Deutsche Bank (DB) posted its first quarterly loss in five years after a $4.2 billion writedown of mortgage-backed securities and other bad debt. With a market capitalisation of more than $60 billion, Deutsche Bank is Germany’s largest bank, and prior to this most recent quarter, had escaped relatively unscathed from the mortgage mess. But last quarter’s writedown led to a narrow loss of 131 million euros, down from 2.12 billion euros last year. Bloomberg:
Earnings were lifted by almost 1 billion euros from selling stakes in companies and a tax gain. Deutsche Bank fell as much as 1.6 per cent in Frankfurt trading. “The figures look great if you take the Swiss rivals as the benchmark,” said Juergen Meyer, who helps manage 1.2 billion euros, including Deutsche Bank shares, at SEB Asset Management in Frankfurt. “If you take a closer look, the numbers really aren’t that good and were helped by share sales.”
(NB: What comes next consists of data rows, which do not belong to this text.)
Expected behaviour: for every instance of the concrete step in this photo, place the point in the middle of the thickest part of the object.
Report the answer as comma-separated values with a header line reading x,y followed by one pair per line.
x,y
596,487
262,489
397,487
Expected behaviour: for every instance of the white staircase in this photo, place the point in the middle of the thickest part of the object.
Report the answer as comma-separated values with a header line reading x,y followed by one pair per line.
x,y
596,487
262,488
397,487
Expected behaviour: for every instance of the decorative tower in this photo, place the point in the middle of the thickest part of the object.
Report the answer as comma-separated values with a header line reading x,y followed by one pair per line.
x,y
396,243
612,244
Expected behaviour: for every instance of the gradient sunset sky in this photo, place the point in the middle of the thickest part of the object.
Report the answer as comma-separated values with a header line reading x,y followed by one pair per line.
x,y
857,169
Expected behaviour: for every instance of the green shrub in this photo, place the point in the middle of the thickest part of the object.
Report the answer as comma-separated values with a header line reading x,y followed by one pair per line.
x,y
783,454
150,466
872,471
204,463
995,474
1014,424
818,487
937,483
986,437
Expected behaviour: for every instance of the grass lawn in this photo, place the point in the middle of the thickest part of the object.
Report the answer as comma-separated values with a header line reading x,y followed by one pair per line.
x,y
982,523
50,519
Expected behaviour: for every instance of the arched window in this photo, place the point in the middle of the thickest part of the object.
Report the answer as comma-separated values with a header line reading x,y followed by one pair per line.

Deutsche Bank fell 0.5 per cent to 76.28 euros as of 12 p.m. The German bank has declined 33 per cent in the past year, compared with a 30 per cent drop in the Bloomberg Europe Banks and Financial Services Index of 59 stocks…
…Deutsche Bank wrote down the value of leveraged loans and loan commitments by 1.8 billion euros and of securities backed by residential and commercial mortgages by 885 million euros in the first quarter. The writedowns are net figures after hedges and fees. The company had said April 1 it would book about 2.5 billion euros in markdowns on top of 2.3 billion euros in 2007.
Deutsche Bank’s Investment Banking unit did particularly poorly. The division accounted for nearly half of last year’s earnings, but reported a 1.6 billion euro pre-tax loss this quarter, far outpacing the 903 million euro analyst consensus and well below the 2.2 billion euro profit it posted last year.